Kolumne

Ein Spartopf für Feiertage – für die Zeit nach Corona

Kolumnist Jan Schröter schreibt das Quarantäne-Tagebuch.

Kolumnist Jan Schröter schreibt das Quarantäne-Tagebuch.

Foto: Jan Schröter / Schröter

Kolumnist Jan Schröter schreibt das Quarantäne-Tagebuch und macht sich heute Gedanken zum Freizeitsparen.

Halloween fällt diesmal aus. Das empfiehlt jedenfalls die Familienministerin Franziska Giffey, weil das Ansteckungsrisiko beim Laufen von Tür zu Tür einfach zu groß ist.

Ich weiß zwar nicht, was man als Skelett, Zombie oder Wasserleiche noch von einem Virus zu befürchten hat, aber die Ministerin wird vermutlich Recht haben.

Okay, dann feiern wir nächsten Sonnabend eben nicht Halloween, sondern, wie früher, den Reformationstag. Gehen in die Kirche und schmettern Halleluja, bis die Aerosole aus den Gesangsbüchern tropfen.

Hmm. Wahrscheinlich auch keine gute Idee. Sehen wir der Tatsache ins Auge: Feiern sind nicht länger zeitgemäß. Nicht, solange Covid-19 die Runde macht. An Feiertagen sitzen wir jetzt brav daheim und konzentrieren uns darauf, uns nicht gegenseitig was zu husten. Was schon reichlich Disziplin erfordert, wenn in den immer gleichen Räumlichkeiten stets dieselben Leute aufeinander hocken – und bitte nicht mehr als zehn, demnächst sicher noch weniger, bis irgendwann jeder in einer virendichten Einzelzelle nur noch mit sich selbst redet.

Seien wir ehrlich: Auf solche Feiertage können wir verzichten. Warum tun wir das nicht? Ich finde, wir sollten.

Lasst uns alle Feiertage streichen, vom Reformationstag bis Weihnachten, von Neujahr bis Ostern. Sollte kein Problem sein, wir erleben momentan ja fast täglich, wie im Blitztempo Verbote, Gebote und Regeln etabliert werden.

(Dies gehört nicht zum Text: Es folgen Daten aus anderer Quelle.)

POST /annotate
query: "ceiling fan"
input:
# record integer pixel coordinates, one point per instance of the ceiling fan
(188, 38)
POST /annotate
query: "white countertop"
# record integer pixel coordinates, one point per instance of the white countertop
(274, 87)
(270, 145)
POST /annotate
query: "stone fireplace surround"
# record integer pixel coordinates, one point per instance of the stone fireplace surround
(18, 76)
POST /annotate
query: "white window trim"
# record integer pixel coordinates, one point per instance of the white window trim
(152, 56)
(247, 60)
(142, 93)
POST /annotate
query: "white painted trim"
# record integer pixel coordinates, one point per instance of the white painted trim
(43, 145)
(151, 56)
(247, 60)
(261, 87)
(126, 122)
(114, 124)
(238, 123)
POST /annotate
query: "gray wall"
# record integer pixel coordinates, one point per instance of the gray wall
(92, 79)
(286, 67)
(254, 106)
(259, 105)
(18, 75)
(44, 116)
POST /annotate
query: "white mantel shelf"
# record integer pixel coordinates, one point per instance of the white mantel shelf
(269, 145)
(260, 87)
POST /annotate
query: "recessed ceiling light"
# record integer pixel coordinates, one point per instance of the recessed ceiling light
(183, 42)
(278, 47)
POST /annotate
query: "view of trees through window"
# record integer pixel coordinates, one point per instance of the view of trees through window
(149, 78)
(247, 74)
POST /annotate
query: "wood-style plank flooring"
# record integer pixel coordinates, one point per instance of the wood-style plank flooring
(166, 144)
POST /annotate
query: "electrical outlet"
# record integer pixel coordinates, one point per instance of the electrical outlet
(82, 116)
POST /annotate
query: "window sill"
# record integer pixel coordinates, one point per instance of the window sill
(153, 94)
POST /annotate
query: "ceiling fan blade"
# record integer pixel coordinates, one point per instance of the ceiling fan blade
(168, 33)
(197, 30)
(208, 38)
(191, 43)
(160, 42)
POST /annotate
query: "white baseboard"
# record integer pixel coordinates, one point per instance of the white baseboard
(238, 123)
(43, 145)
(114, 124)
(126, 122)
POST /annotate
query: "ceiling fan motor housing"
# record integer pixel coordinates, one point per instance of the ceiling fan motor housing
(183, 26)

Bevor man mich jetzt mit einem Shitstorm überzieht, sei angemerkt, dass in meinem Modell die gestrichenen Feiertage nicht verfallen, sondern sozusagen „angespart“ werden. Je später die Pandemie vorbei sein wird, desto mehr Feiertage sind im Spartopf.

Gleichzeitig wird jeder Haushalt dazu angehalten, all das Geld, was man sonst für Halloween-Süßigkeiten, Weihnachtsmarkt-Nippes, Geschenke und Ostereier ausgegeben hätte, ebenfalls zu sparen.

Mein Vorschlag wäre, dass Olaf Scholz später die angesparte Summe pro Haushalt um den Faktor „Zehn“ aufstockt. Was für eine Konjunkturspritze ergäbe das!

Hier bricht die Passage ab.